As predictably as the sun rising in the East, the bosses for Iowa’s government unions and their liberal allies are warning of the sky falling and promising political retribution after Republicans passed collective bargaining reform. As they do whenever the power of union leadership is threatened, they insist the reformers are anti-worker, which is an odd argument to make given the new law will prohibit unions from automatically deducting dues out of worker paychecks and will give workers more rights to decide whether or not to be represented by a union at all.
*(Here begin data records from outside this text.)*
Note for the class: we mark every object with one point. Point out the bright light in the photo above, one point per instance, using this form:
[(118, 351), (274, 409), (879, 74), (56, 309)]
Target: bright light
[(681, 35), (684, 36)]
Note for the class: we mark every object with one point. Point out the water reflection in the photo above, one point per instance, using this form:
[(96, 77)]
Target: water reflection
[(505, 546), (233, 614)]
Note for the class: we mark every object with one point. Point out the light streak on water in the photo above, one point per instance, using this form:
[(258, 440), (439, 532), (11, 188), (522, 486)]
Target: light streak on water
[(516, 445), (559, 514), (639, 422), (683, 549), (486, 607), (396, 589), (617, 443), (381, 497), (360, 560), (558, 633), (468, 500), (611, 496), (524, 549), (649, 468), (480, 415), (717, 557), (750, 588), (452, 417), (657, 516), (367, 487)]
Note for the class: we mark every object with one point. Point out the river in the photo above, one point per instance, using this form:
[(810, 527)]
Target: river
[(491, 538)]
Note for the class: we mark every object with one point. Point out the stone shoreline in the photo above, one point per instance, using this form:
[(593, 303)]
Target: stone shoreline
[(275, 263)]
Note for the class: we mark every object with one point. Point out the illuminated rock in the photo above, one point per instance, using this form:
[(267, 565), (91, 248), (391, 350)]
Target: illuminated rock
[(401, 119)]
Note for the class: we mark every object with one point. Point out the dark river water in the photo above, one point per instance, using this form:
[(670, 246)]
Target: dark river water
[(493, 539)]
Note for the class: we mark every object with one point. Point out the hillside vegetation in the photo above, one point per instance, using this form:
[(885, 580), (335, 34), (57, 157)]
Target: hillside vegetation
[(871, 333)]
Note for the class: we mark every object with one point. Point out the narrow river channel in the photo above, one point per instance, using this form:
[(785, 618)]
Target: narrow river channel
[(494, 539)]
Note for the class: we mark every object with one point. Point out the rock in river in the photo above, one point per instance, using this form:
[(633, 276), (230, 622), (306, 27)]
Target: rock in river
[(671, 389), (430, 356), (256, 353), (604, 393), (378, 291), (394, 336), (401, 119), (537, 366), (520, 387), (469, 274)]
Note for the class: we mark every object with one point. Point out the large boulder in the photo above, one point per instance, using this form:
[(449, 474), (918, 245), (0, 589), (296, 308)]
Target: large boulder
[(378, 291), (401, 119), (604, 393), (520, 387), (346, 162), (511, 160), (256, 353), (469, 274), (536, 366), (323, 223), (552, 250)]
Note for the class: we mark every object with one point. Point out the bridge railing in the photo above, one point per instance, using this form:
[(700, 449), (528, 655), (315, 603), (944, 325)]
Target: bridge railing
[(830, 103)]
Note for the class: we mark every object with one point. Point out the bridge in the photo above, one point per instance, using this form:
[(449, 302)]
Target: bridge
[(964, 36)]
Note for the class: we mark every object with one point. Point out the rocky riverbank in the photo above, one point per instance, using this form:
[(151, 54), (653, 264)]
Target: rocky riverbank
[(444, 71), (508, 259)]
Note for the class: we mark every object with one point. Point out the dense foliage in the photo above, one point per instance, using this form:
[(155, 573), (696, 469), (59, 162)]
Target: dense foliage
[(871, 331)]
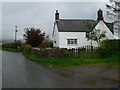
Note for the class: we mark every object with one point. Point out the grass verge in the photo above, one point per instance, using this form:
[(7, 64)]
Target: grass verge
[(9, 49), (113, 60)]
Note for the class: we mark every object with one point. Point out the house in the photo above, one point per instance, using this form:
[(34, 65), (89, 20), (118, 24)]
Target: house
[(71, 33)]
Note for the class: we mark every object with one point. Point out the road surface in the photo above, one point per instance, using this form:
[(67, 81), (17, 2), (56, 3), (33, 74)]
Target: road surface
[(19, 72)]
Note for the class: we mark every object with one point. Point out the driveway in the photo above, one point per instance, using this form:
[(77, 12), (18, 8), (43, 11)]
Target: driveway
[(19, 72)]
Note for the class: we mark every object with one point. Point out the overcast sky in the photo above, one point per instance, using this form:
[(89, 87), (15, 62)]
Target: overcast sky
[(41, 15)]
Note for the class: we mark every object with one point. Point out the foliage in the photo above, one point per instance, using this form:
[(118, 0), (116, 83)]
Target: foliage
[(12, 45), (34, 36), (95, 35), (72, 62), (90, 55), (25, 48), (10, 49), (49, 53), (46, 44), (109, 47)]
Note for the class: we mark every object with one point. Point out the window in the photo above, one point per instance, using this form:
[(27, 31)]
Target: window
[(71, 41)]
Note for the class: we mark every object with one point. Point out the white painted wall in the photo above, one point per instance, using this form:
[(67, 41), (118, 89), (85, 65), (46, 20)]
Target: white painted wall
[(82, 41), (102, 27), (61, 37)]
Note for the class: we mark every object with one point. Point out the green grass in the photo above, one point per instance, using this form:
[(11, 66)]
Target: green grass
[(9, 49), (113, 60)]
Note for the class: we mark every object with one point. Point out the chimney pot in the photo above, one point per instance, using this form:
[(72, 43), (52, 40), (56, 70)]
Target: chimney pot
[(56, 16), (100, 15)]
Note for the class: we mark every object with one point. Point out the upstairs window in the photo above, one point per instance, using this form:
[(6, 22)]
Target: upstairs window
[(72, 41)]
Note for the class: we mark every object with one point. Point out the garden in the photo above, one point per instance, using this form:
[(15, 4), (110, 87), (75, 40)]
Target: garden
[(107, 53)]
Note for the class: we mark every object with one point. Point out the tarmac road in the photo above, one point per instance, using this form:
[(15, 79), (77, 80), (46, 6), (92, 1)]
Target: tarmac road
[(19, 72)]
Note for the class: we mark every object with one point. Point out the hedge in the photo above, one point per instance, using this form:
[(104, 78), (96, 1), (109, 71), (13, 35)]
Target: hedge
[(109, 47)]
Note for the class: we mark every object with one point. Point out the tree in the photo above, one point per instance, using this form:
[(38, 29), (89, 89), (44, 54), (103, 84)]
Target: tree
[(96, 35), (34, 36), (113, 12)]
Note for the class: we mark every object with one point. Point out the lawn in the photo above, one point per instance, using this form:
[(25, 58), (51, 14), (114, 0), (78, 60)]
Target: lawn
[(113, 60)]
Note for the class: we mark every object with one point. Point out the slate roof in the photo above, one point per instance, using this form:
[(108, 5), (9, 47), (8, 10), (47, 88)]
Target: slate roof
[(69, 25), (78, 25)]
Worker choice is always opposed by unions that claim to represent the interests of these same workers because this new freedom inevitably leads to workers choosing to stop paying union dues. This diminishes the political clout of union leadership which uses about 40 percent of member dues to support Democratic political candidates and left-wing causes that many, if not most, union members oppose. Contrary to the political threats issued by union bosses against supporters of reform, taxpayers, including many union workers, tend to reward politicians who take a stand against compulsory union membership.
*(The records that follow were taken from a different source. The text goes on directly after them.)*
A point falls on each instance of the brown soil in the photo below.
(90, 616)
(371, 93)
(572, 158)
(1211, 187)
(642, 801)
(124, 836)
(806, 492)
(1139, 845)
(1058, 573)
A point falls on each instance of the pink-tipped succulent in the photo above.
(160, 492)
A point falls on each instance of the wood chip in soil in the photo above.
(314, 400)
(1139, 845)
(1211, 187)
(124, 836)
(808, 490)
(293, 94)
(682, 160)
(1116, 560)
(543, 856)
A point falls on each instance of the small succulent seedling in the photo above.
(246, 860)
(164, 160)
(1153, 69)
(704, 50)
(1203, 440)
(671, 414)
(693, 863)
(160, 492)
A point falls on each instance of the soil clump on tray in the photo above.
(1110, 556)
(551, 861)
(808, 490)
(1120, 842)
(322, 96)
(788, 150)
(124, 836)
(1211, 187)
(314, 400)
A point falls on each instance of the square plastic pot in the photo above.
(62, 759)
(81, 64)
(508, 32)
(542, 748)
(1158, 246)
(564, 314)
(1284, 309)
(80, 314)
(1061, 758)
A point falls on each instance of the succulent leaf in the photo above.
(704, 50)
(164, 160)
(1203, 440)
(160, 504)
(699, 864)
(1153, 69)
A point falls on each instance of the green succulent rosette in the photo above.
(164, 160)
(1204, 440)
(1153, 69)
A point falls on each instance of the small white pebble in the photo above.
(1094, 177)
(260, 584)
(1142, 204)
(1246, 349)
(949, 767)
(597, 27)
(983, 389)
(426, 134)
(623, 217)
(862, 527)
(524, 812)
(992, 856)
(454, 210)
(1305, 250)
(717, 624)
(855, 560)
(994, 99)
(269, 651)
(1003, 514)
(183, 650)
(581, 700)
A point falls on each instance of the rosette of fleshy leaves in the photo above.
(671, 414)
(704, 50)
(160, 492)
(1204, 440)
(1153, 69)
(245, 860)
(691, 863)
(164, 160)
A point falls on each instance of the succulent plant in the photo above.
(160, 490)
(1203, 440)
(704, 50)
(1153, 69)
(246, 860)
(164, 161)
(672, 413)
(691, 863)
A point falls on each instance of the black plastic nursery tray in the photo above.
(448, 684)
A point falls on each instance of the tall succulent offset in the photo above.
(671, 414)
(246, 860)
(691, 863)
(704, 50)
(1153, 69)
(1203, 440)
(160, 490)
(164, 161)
At Freedom Foundation, we know from our personal conversations with workers at their doorstep that most would prefer to keep the money they currently pay to their union rather than let the leadership spend it in support of politicians and causes with whom they disagree. Since we began informing workers in Washington State of their right to opt out of union dues, over 10,000 have chosen to do just that, costing the local SEIU more than $10 million that would otherwise be spent largely on partisan politicking.
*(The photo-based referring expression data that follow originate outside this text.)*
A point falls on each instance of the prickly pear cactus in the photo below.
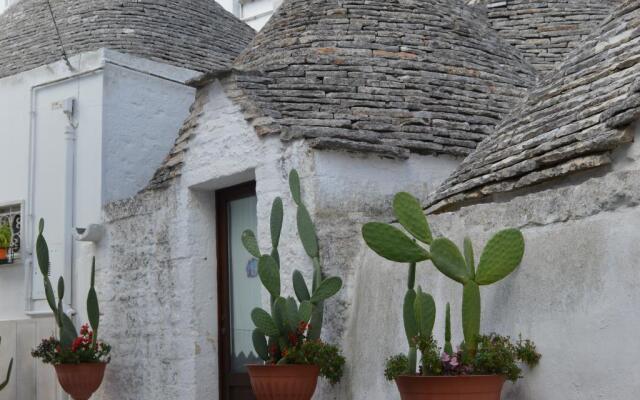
(448, 347)
(501, 256)
(67, 329)
(394, 244)
(274, 330)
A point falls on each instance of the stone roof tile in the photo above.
(570, 121)
(383, 76)
(194, 34)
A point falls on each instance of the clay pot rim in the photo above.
(78, 364)
(308, 366)
(450, 376)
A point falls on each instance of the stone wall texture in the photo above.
(193, 34)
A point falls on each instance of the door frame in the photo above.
(222, 198)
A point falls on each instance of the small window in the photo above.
(11, 216)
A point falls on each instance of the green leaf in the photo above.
(500, 257)
(251, 243)
(277, 215)
(307, 232)
(317, 318)
(469, 258)
(6, 381)
(260, 344)
(411, 216)
(304, 313)
(294, 185)
(263, 321)
(269, 275)
(447, 258)
(300, 286)
(425, 309)
(471, 312)
(409, 316)
(391, 243)
(60, 288)
(42, 252)
(327, 288)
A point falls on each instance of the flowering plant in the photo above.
(496, 355)
(290, 334)
(69, 347)
(82, 350)
(301, 350)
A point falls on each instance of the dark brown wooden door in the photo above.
(239, 289)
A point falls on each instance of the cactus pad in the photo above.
(411, 216)
(500, 257)
(251, 243)
(263, 321)
(447, 258)
(392, 244)
(260, 344)
(409, 316)
(300, 286)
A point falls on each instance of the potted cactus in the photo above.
(5, 241)
(80, 359)
(288, 337)
(478, 369)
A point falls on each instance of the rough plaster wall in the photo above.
(158, 278)
(142, 113)
(575, 295)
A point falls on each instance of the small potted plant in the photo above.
(80, 359)
(5, 241)
(288, 337)
(481, 365)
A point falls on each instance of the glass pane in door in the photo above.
(244, 283)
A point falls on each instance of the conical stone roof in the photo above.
(385, 76)
(194, 34)
(572, 120)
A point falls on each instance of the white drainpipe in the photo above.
(70, 183)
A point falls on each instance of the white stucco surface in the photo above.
(154, 308)
(575, 293)
(117, 147)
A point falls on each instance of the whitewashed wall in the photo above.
(127, 112)
(255, 13)
(159, 260)
(575, 294)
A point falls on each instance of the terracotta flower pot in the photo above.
(80, 381)
(482, 387)
(283, 382)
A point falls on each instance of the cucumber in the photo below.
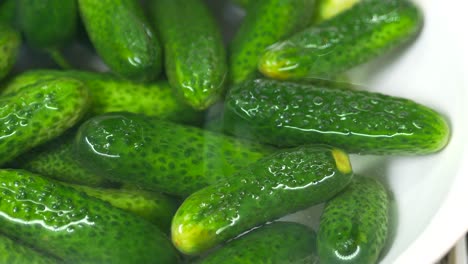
(39, 112)
(367, 30)
(291, 114)
(10, 42)
(279, 242)
(195, 58)
(56, 160)
(123, 37)
(74, 227)
(14, 252)
(327, 9)
(354, 225)
(285, 182)
(266, 22)
(160, 155)
(156, 208)
(113, 94)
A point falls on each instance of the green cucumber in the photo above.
(160, 155)
(285, 182)
(56, 160)
(291, 114)
(10, 42)
(279, 242)
(123, 37)
(14, 252)
(367, 30)
(156, 208)
(39, 112)
(76, 228)
(327, 9)
(195, 58)
(113, 94)
(266, 22)
(353, 227)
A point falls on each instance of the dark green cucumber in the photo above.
(10, 42)
(157, 208)
(75, 227)
(327, 9)
(354, 225)
(291, 114)
(56, 160)
(14, 252)
(266, 23)
(39, 112)
(123, 37)
(113, 94)
(367, 30)
(285, 182)
(279, 242)
(195, 58)
(160, 155)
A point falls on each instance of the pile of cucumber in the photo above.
(132, 166)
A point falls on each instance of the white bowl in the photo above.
(430, 192)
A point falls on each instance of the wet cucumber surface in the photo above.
(195, 57)
(279, 242)
(112, 94)
(10, 42)
(123, 37)
(74, 227)
(354, 224)
(277, 185)
(359, 34)
(39, 112)
(290, 114)
(13, 252)
(160, 155)
(266, 23)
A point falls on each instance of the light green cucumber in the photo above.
(365, 31)
(292, 114)
(39, 112)
(14, 252)
(354, 225)
(160, 155)
(76, 228)
(113, 94)
(266, 23)
(282, 183)
(10, 42)
(122, 37)
(279, 242)
(195, 57)
(156, 208)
Look no further than Wisconsin to witness the hollowness of the political threats made by the union bosses. Shortly after taking office with Republican majorities in 2011, Gov. Scott Walker set out to address the state’s budget crisis by reforming a major cost driver of the state’s enormous deficit – exploding public employee compensation, pensions and health care costs which was the inevitable result of collective bargaining between powerful government unions and the politicians they helped elect.
Liberals claimed Walker and his GOP allies had given them a political gift that would mobilize their base and return Democrats to power in Madison, so they attempted to send Walker packing in a recall election.
But a funny thing happened: Walker was reelected by a margin greater than his original victory. In the meantime, newly-empowered government employees chose to abandon the unions in droves. Private-sector workers followed suit after Walker and Republicans passed right-to-work legislation in 2015. Similar scenes were repeated in Michigan.
With their dues-financed political war chests decimated, union boss clout withered and Donald Trump became the first Republican since Reagan to win both states. And it was relatively strong support from union households that helped deliver those victories to Trump.
There’s a saying that good policy makes good politics. If that holds true in Iowa, Republican reformers can expect to be rewarded politically for standing up to union bosses who have for decades taken advantage of their members and the taxpayers in order to accumulate power in Des Moines.